A Filipina fighting to remain in Hong Kong to be with her underage daughter who holds
permanent resident status here has elevated her battle to the Court of Appeal.
Milagros Tecson Comilang, a former domestic helper, has appealed a decision of the Court
of First Instance rejecting her challenge to the Director of Immigration's repeated refusal to extend
her permission to stay in the territory.
The Court of Appeal has reserved its judgment after hearing arguments on Apr. 16.
The lower court ruling, which was handed down in June last year, also denied
Comilang's petition for a judicial review of the Commissioner of Registration's rejection of her application for
a Hong Kong permanent identity card.
The outcome of the case could have serious implications for all Filipino children who have
been granted right of abode, but whose parents do not share this status. Such is the case of about
two dozen children of Filipino domestic workers who were granted permanent residency about three
to four years ago.
At the appeal hearing, Comilang's counsel, Gladys Li, SC, described the legal proceeding
before Justices Peter Cheung, Frank Stock and Joseph Paul Fok as a special case involving a child who
is underage, a minority and who requires the constant presence of a parent.

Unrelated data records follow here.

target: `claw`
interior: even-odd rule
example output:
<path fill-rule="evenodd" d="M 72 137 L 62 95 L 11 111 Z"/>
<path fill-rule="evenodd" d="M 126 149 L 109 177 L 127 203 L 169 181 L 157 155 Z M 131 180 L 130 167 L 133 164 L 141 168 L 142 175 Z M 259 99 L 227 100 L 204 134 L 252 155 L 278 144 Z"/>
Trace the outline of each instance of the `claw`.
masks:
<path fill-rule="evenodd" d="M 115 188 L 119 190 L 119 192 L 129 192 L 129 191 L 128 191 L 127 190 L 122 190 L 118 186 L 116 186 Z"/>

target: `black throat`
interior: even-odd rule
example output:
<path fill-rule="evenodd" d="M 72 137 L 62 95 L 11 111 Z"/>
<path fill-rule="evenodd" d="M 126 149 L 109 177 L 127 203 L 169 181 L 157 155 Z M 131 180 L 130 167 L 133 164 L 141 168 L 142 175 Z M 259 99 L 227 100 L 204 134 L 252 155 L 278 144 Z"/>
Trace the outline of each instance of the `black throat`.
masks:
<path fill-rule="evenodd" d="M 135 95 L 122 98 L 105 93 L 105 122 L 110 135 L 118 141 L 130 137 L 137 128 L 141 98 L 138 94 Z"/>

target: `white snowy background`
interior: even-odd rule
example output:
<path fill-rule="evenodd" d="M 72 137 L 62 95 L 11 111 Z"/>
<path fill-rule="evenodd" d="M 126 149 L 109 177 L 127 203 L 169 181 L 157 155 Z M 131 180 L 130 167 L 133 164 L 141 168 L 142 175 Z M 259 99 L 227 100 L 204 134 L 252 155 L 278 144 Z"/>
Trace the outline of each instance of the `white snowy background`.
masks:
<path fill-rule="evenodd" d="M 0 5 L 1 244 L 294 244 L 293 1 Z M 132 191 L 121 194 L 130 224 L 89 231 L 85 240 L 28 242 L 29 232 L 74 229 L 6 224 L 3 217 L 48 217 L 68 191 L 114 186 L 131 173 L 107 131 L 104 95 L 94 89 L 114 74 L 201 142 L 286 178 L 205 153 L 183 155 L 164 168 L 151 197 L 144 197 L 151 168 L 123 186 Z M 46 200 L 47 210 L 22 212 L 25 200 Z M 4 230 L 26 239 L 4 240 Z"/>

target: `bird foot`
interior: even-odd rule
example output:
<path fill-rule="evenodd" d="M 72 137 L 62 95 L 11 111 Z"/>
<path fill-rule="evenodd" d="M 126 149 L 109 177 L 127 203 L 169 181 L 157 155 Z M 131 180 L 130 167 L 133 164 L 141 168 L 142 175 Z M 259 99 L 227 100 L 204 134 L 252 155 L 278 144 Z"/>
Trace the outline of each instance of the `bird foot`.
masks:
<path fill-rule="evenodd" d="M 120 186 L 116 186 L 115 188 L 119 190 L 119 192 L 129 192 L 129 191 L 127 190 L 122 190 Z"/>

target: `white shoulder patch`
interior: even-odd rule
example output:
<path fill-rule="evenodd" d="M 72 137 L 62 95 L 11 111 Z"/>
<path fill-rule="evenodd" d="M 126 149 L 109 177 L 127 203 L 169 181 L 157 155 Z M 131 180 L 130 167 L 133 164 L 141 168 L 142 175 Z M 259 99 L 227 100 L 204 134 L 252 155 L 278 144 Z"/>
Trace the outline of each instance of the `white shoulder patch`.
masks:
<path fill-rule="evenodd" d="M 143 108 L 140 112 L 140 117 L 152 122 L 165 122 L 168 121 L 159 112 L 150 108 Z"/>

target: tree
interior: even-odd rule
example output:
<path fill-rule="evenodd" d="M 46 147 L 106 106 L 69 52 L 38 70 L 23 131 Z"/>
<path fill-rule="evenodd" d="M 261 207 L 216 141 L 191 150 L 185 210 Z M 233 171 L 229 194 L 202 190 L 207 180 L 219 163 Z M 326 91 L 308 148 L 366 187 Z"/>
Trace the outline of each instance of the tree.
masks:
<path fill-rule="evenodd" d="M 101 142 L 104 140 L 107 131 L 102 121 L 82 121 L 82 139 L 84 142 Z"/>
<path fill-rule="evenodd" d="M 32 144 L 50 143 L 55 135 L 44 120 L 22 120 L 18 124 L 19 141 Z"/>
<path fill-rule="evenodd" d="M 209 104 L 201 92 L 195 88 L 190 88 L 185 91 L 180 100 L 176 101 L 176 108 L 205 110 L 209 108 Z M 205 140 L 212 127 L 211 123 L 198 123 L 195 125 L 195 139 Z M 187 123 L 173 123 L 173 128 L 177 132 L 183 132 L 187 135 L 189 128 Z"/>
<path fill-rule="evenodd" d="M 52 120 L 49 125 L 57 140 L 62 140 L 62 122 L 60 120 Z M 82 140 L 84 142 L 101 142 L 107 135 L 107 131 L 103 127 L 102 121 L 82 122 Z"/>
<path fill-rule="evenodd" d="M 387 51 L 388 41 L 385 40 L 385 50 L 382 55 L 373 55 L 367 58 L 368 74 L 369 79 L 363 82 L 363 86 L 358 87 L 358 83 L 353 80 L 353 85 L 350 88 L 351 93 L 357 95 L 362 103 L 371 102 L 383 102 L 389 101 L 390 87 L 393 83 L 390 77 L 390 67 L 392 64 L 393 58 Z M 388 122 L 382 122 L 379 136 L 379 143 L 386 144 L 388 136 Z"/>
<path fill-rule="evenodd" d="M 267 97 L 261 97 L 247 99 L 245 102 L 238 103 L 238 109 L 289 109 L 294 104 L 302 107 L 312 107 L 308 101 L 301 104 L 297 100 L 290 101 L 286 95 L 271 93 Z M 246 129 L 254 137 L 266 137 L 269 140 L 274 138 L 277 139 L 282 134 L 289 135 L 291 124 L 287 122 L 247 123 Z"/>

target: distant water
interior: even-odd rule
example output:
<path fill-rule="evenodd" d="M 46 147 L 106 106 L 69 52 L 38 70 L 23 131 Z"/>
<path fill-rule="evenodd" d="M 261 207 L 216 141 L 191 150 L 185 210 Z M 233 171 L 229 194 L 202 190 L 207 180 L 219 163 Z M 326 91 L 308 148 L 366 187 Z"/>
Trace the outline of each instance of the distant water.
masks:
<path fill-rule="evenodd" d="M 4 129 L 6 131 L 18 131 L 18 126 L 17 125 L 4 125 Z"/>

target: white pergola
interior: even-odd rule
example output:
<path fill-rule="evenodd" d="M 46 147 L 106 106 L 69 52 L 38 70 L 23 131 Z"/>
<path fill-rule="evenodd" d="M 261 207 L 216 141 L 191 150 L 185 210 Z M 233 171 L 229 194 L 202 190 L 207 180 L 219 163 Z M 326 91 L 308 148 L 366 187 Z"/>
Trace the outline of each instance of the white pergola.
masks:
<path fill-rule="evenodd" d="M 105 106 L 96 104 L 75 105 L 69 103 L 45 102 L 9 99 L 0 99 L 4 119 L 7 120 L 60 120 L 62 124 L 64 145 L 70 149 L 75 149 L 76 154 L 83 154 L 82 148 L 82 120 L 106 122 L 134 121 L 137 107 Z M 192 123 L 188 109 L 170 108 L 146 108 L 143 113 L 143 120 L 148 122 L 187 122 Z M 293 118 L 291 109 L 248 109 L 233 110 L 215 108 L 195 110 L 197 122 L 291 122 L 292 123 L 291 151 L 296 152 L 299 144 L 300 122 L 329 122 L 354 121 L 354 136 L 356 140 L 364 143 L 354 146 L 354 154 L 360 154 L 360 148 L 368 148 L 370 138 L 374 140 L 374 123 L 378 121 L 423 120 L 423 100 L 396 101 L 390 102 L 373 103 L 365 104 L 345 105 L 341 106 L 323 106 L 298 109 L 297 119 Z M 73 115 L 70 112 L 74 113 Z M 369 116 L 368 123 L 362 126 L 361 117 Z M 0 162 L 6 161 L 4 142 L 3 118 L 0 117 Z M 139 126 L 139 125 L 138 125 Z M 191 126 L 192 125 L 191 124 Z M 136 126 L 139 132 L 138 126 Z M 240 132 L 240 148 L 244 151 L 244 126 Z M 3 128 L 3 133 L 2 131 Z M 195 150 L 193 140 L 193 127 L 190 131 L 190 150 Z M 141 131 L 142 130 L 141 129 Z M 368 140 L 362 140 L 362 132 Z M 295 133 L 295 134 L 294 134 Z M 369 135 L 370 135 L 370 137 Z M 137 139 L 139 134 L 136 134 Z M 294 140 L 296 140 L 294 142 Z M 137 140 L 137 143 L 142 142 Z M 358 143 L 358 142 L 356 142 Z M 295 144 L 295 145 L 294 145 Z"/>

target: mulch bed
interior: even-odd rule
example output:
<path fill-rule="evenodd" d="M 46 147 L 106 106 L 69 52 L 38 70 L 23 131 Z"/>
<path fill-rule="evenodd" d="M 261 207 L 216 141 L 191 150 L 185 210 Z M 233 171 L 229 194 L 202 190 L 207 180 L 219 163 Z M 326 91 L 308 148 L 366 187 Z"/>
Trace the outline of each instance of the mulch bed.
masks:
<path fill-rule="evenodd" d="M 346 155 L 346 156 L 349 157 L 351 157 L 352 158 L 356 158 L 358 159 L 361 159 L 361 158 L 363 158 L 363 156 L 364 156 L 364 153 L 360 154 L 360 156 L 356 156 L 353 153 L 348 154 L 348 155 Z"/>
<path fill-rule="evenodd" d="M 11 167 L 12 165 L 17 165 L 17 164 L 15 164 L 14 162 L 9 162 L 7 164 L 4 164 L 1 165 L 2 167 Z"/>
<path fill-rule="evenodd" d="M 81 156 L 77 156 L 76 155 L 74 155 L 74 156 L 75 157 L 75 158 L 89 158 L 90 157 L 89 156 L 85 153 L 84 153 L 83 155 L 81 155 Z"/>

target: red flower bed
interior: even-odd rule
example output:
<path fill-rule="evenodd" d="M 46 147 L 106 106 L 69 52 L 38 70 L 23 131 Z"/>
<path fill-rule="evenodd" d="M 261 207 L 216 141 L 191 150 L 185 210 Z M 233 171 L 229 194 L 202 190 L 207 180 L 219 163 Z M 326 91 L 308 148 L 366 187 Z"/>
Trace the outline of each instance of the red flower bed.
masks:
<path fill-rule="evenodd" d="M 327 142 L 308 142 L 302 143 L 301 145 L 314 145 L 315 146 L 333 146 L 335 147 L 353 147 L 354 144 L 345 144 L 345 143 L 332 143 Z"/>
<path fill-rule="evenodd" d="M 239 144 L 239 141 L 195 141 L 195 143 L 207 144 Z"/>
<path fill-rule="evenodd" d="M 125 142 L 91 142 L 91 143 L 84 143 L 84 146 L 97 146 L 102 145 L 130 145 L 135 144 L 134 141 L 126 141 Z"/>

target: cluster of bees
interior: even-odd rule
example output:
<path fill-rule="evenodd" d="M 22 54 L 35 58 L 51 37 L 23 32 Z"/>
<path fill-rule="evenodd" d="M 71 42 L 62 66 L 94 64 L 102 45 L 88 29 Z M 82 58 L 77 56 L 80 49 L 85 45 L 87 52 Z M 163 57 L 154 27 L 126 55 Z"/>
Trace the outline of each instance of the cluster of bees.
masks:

Comilang first came to the city in 1997. Shortly after her last contract was terminated on
July 13, 2005, she underwent an Islamic marriage with a certain Shaker Ahmed, a Hong Kong
permanent resident. She subsequently applied for a change of her immigration status to remain in the city as
a dependant of her husband.
Pending the processing of her application, the Director of Immigration did not
extend Comilang's permission to stay, which expired on Oct. 10, 2005.
Then, in February 2006, the already overstaying Comilang gave birth to Zahrah Ahmed,
who acquired permanent resident status through her father and by virtue of her being born in Hong Kong.
Ahmed, the husband, was subsequently discovered to be in a subsisting marriage at the time
he married Comilang. He later withdrew his sponsorship of the Filipina's change of status application.
Since then, Comilang has resisted several orders for her leave so she could stay with her
daughter, whom she wants to remain in the territory to enjoy her rights as a permanent resident. The child
is a co-applicant in the case.
While recognizing the state's right to control who stays in Hong Kong, Li argued that the
immigration department should allow a custodial parent the right to stay in the interest of the child.
The Court, warned Li, should consider the impact of their decision because, in
compelling Comilang to leave, the child essentially loses her right of abode.
Li also questioned the fairness of allowing unmarried children below 18 years of age to
be dependants of parents, and yet denying the same right to a resident child and her parent.
On the other hand, Anderson Shek, counsel for the Director of Immigration, wanted the
Court to clarify what a child's right of abode entailed.
"To what extent can (the child's right of abode) be relied upon (by) the mother (who has)
no right of abode?" asked Shek.
Foreign nationals are allowed to sponsor their relatives as dependants. In exceptional cases,
the Director of Immigration also has the discretion to allow other foreign nationals to stay in Hong
Kong on humanitarian and compassionate grounds.
However, in the appealed 50-page judgment, Presiding Justice Johnson Lam had stated that
the courts will not lightly interfere with the Director's exercise of discretion and that
"humanitarian considerations are not reviewable in courts" (Lau Kong Yung vs Director Immigration ).
Judge Lam also ruled that it was not necessary for the court to come to any conclusion on
the impact of the refusal of Tecson's extension of stay on the future of Zahrah Ahmed.
He further rejected the argument that Comilang needed to leave Hong Kong with her
daughter, simply because she had custody of the child.
"The Family Court has jurisdiction to reconsider the question of custody when (Comilang) has
to leave Hong Kong. One option is to grant custody to the father. Another option is to grant leave
to relocation. It is entirely a matter for the Family Court to decide in view of the prevailing
circumstances and the best interest of the child," said Justice Lam.